何かを手放すことで新たな出会い 休業が転換点、文筆活動に重心

  •  藤岡みなみ
  •  旅ロケ中の一こま。気球部を取材した日=筆者提供
  •  著書で初めての文庫版『ふやすミニマリスト』(幻冬舎文庫)を今月発売。中国と台湾で翻訳されたほか韓国でも刊行=筆者提供

 2017年、妊娠4カ月のときに出血し切迫流産の診断を受けた。トイレやシャワー以外ではなるべく立ち上がらないようにと言われ、約2カ月間ほぼベッドの上で過ごした。出産ぎりぎりまで元気に働いている知人を見ていたし、まだおなかも膨らんできていない時期だったので青天のへきれきだった。8年間続けた旅番組のMCとリポーターを予定より早く降板することになり、その後、番組そのものが終了した。
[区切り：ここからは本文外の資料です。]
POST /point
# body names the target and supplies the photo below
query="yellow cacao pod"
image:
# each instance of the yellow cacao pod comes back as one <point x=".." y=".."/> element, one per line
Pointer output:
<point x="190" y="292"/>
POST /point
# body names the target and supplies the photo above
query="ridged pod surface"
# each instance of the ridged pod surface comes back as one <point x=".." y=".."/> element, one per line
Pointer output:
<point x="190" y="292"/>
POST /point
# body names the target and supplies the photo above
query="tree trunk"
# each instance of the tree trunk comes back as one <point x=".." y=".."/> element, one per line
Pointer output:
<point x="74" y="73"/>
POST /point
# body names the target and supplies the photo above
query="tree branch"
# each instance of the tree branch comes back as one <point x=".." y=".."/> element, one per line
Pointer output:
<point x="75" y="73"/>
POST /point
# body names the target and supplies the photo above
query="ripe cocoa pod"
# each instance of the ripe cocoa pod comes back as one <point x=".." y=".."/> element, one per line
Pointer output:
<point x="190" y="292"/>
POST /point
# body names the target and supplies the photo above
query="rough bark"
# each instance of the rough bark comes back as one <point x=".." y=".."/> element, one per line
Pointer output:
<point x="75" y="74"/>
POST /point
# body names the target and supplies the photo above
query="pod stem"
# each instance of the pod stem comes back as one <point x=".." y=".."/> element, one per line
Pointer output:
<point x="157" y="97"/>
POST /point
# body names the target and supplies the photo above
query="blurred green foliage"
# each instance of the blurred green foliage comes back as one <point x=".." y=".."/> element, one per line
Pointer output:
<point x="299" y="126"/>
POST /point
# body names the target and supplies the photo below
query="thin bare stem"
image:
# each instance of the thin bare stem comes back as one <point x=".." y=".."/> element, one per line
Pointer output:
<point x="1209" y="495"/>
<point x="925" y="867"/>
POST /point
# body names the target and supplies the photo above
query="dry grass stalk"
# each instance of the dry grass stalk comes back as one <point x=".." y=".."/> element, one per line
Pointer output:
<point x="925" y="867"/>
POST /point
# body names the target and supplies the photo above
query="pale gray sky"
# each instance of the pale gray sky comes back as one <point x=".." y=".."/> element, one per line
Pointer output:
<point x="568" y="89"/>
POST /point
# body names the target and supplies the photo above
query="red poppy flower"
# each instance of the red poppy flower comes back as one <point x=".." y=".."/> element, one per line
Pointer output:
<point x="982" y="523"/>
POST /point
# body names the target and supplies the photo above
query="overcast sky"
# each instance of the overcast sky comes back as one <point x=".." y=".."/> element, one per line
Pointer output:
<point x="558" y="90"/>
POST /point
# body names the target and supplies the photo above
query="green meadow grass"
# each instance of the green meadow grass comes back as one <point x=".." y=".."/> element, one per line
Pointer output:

 妊娠・出産とキャリアの間で悩む女性は多い。教師をやっている友人は「担当している生徒が卒業するまでは妊娠するわけにはいかない」と言っていた。極端な例では、一度に休むと人員が足りなくなるため、女性たちが暗に妊娠の順番待ちをしている職場もあるらしい。

 もちろん、望んでも計画通りにいくものではない。私もこれまでに3度流産を経験した。不妊治療のスケジュールと体調への影響が激しく、仕事を辞めざるを得なかった知人もいる。出産時に死にかけた友人も2人いる。また、妊娠以外の不意の病やけがで思うように働けなくなる人もたくさんいる。人生は思い描いた通りに進むことの方が少ないのではないか。

 出産の影響を最小にして、なるべくこれまで通りに...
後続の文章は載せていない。